View Full Version : What settings get used/ignored/disabled on 1st pass?
plugh
7th October 2006, 15:33
Title pretty much says it all...
FAQ seem to gloss over this area - for example,
By default XviD switches certain options off in the first pass to speed it up a bit. The options that are switched off are not really necessary for a 'normal' first pass (normal as in: you don't keep it afterwards) and turning them off can increase encoding speed considerably.
So what *is* turned off vs used on the first pass?
I'm using 1.1.0-final; have 'discard' UNchecked and 'Full quality' UNchecked, and have observed something about playback of the result I'm trying to understand.
It is a proper video file, and you can play it but it is not recommended that you keep it. You should think of it as no more than a rough approximation of the end result and even though you can play it, it might not be MPEG-4 compliant
So what *is* differant / possibly non-compliant about it?
Thanks!
foxyshadis
7th October 2006, 18:38
Fastest motion estimation, trellis off, a couple other things off, constant q2. GMC (?), QPel, B-frames are all the same. The "not mpeg-4 compliant" statement on AMV.org was outdated a long time ago, I think, it's basically just a really big xvid file right now.
plugh
7th October 2006, 19:43
Fastest motion estimation, trellis off, a couple other things off, constant q2.
Please expand...
Motion search precision = ?
VHQ mode = 1?
Use VHQ for bframes = off?
Use chroma motion = off?
Turbo = ?
And is it reasonable to conclude that the first pass encode imposes less 'motion compensation' processing at decode time?
Thanks!
sysKin
7th October 2006, 19:51
GMC (?), QPel, B-frames are all the same.
b-frmes yes but gmc and qpel are off.
The "not mpeg-4 compliant" statement on AMV.org was outdated a long time ago, I think, it's basically just a really big xvid file right now.
Unless it uses quant zones. Then, settings go back to originals at the zone boundary, which creates noncompliant file if GMC or qpel suddenly kick in.
@plugh: internal XviD settings don't correspond to GUI settings very well, so it's not easy to answer your question. But: motion precision 1-4 (it's all the same), vhq 0, turbo or most of turbo (turbo is several flags put together), bvhq off, chroma motion off, trellis off. Also qpel off and gmc off. And high precision AC/DC prediction off, something you can't do with VfW gui.
http://cvs.xvid.org/cvs/chora/co.php/xvidcore/src/plugins/plugin_2pass1.c?login=2&r=1.3
plugh
7th October 2006, 21:06
@plugh: internal XviD settings don't correspond to GUI settings very well, so it's not easy to answer your question. http://cvs.xvid.org/cvs/chora/co.php/xvidcore/src/plugins/plugin_2pass1.c?login=2&r=1.3[/url]

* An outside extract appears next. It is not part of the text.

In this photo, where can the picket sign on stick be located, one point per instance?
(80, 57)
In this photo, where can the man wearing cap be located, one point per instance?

I figured as much - thanks for the pointer.
The observation I referred to...
I've been doing some "HD" encodes targetted at xbox / xbmc, and I observed that *in certain respects* the 1st pass output seemed to impose less decoding load than the second pass output. From observation, my guess was that in some fashion the 1st pass file incurred less 'motion related' processing (note: my max bframes=1, vhq=4, etc).
Building on that hunch, the thought occurred to me that I might trade off *some* compression efficiency for reduced cpu load during decode - if I could find the right knob to twist, and the cost / benefit ratio was attractive. ie say an average 100kb/s bitrate increase for a 10% reduction in decoder cpu load (arbitrary figures, but you should get the drift).
Is 'motion search precision' that knob? VHQ? ...?
Didée
7th October 2006, 21:23
The knobs are QPel and GMC. Mostly these, the rest is minor.
plugh
7th October 2006, 21:47
qpel and gmc are already off - they definitely incurred to much decoder cpu load.
Dropping max consecutive bframes down to 1 seemed to trade off some increase in bitrate for reduced decoding load (at an acceptable cost/benefit ratio). Setting to zero was unacceptable cost/benefit.
My understanding is that if motion search is unsuccessful, a given macroblock will be encoded less efficiently (more like I-frame) thus trading off space for more computationally intense motion vectors application.
If so, are motion search settings a 'blunt instrument' or a 'fine tuning' option to control this trade-off? And would the cost (size) vs benefit (cpu load) ratio be 'attractive'?
Thanks!
sysKin
8th October 2006, 15:09
*in certain respects* the 1st pass output seemed to impose less decoding load than the second pass output
I think that was just a noise in your measurement. Overall, there's no way to decrease CPU load this way - should be exactly contrary, the higher the bitrate the higher cpu load.
Limiting motion estimation precision will INCREASE this load as well.
plugh
8th October 2006, 17:02
Overall, there's no way to decrease CPU load this way - should be exactly contrary, the higher the bitrate the higher cpu load.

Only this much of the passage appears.